A través de un comunicado oficial, el secretario de Estado, Marco Rubio, señaló que estas designaciones responden al compromiso del Ejecutivo estadounidense con la promoción de reformas democráticas en la isla. Castro Calis es hijo de Alejandro Castro Espín, actual director de Inteligencia de Cuba, quien también ha sido objeto de sanciones previas por parte del Departamento del Tesoro de los Estados Unidos.
Además de la sanción individual, la Administración Trump ha incluido en su lista de restricciones al Banco Exterior de Cuba, institución especializada en el financiamiento del comercio internacional y transacciones transfronterizas. Junto a la entidad bancaria, diversas empresas del sector energético fueron señaladas bajo la acusación de operar en beneficio directo de la administración cubana y su aparato estatal.
Las disposiciones legales implican el bloqueo de todos los activos y bienes que las personas y entidades designadas puedan tener bajo jurisdicción estadounidense. Asimismo, se prohíbe de manera estricta que ciudadanos o empresas sujetas a las leyes de Estados Unidos realicen cualquier tipo de transacción comercial o financiera con los sancionados, limitando significativamente su capacidad de operación en los mercados internacionales.
Esta nueva ronda de medidas se suma a la lista de autoridades cubanas sancionadas en meses recientes, que incluye al presidente Miguel Díaz-Canel y a otros integrantes del círculo familiar de los Castro. Según analistas, esta estrategia se ha intensificado tras el endurecimiento de las tensiones regionales en torno a Venezuela y la aplicación de un bloqueo petrolero que ha impactado la estabilidad económica y el suministro de energía en la isla caribeña.
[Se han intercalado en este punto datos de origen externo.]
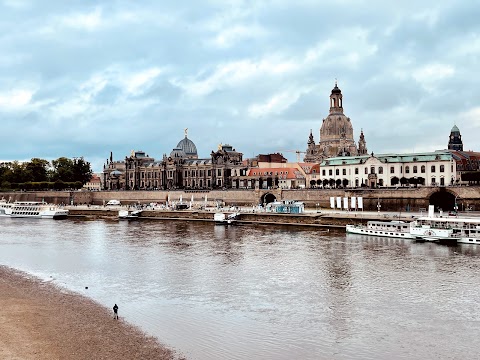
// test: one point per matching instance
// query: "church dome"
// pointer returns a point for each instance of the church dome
(455, 129)
(187, 146)
(178, 153)
(336, 90)
(336, 126)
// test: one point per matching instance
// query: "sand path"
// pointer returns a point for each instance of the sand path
(41, 321)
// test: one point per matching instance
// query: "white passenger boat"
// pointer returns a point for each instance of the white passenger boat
(129, 215)
(32, 209)
(221, 218)
(395, 229)
(447, 229)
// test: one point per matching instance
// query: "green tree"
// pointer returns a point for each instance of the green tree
(37, 170)
(81, 170)
(62, 170)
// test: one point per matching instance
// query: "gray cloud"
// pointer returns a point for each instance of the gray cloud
(83, 78)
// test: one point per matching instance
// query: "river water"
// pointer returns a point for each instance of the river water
(263, 292)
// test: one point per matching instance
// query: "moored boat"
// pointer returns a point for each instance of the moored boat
(447, 229)
(129, 215)
(32, 209)
(395, 229)
(225, 219)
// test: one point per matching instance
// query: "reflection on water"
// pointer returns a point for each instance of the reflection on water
(263, 292)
Por su parte, el Gobierno de La Habana ha reiterado su rechazo a lo que califica como injerencia externa en sus asuntos domésticos. Las autoridades cubanas defienden la soberanía nacional y han denunciado ante la comunidad internacional que las crecientes sanciones de Washington buscan deteriorar la calidad de vida de la población para justificar acciones de mayor envergadura contra el país.